The freethinkers are right: religion is used to assert control over the general population. In the name of religion, you can get people to do all sorts of crazy things. I hear people maintain that islam is a religion of peace -- and it might very well be, but what about the crazy fuckers who blow themselves up in a bus in the name of the islam?
The thing is, that most religious activism does not serve a religious purpose. Blowing yourself up at a wedding does not convert people to your religion, nor will it make people lead Good Lives (as defined by your religion). Campaigning against same-sex marriages will not suddenly make devout zealots out of people who were not under your banner already. Your personal religious experience will not improve if you undertake these things.
Instead, these actions serve a political agenda. An agenda that is set by clerics who crave power. Clerics who abuse the trust other people placed in them, who abuse the words of their chosen holy texts to manipulate others to do their bidding, who maintain that this is all the will of their chosen deity.
I know some pretty strong words, but I have no words that can describe how much I despise 'people' like that -- nor what manner of misery and painful death I wish upon them.

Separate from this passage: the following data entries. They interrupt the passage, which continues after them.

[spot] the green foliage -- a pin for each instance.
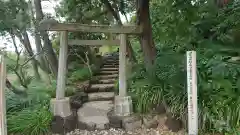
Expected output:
(30, 115)
(80, 75)
(30, 121)
(218, 85)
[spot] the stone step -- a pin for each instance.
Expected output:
(100, 88)
(103, 81)
(109, 69)
(108, 72)
(93, 115)
(105, 77)
(101, 96)
(107, 81)
(110, 63)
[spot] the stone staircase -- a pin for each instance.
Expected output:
(93, 114)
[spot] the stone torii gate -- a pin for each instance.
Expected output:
(61, 106)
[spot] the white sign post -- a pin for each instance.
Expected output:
(3, 121)
(192, 93)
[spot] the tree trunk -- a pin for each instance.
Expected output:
(52, 58)
(147, 43)
(28, 48)
(14, 89)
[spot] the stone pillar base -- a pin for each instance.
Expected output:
(64, 120)
(123, 106)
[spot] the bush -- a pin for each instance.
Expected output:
(30, 121)
(218, 89)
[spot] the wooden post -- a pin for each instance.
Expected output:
(122, 65)
(62, 65)
(192, 93)
(3, 121)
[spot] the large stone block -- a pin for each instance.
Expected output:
(61, 107)
(114, 121)
(63, 125)
(123, 106)
(64, 120)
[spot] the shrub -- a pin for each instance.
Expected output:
(218, 89)
(30, 121)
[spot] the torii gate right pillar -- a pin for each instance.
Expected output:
(123, 103)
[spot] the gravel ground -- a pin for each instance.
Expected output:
(122, 132)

Of course, if your religious sect is the base of your power, you can not allow anything to challenge the beliefs of your flock. If they start to doubt you, your influence wanes. Obviously, you need to manipulate the thoughts of your flock so that they will instinctly reject anything that contradicts your ideas. In fact, such things might even serve to energise your flock: whip them up in a frenzy over a real or imagined sleight against your religion! This will serve to make them bond much stronger to your clique, so that it is even easier to get them to do all sorts of crazy stuff to further your own political agenda!
Think of this when you see muslims burning Danish flags. Think of this when you see pro-life protesters. Think of this when you see bans on stem cell research. Think of this when you see school boards being pressured into teaching intelligent design.
"That's why those who have an unquestioning faith in the correctness of the moral teachings of their religion are a problem: If they haven't conscientiously considered, on their own, whether their pastors or priests or rabbis or imams are worthy of such delegated authority over their lives, then they are taking a personally immoral stand.
That is perhaps the most shocking implication of my inquiry into the role religion plays in our lives, and I do not shrink from it, even though it may offend many who think of themselves as deeply moral. It is commonly supposed that it is entirely exemplary to adopt the moral teachings of one's own religion without question because — to put it simply — it is the word of God (as interpreted, always, by the specialists to whom one has delegated authority). I am urging, on the contrary, that anybody who professes that a particular point of moral conviction is not discussable, not debatable, not negotiable, simply because it is the word of God, or because the Bible says so, or because "that is what all Muslims (Hindus, Sikhs...) believe, and I am a Muslim (Hindu, Sikh...)" should be seen to be making it impossible for the rest of us to take their views seriously, excusing themselves from the moral conversation, inadvertently acknowledging that their own views are not conscientiously maintained and deserve no further hearing."
-- Daniel Dennett in an article for the Chronicle of Higher Education, which is sadly placed behind a registration.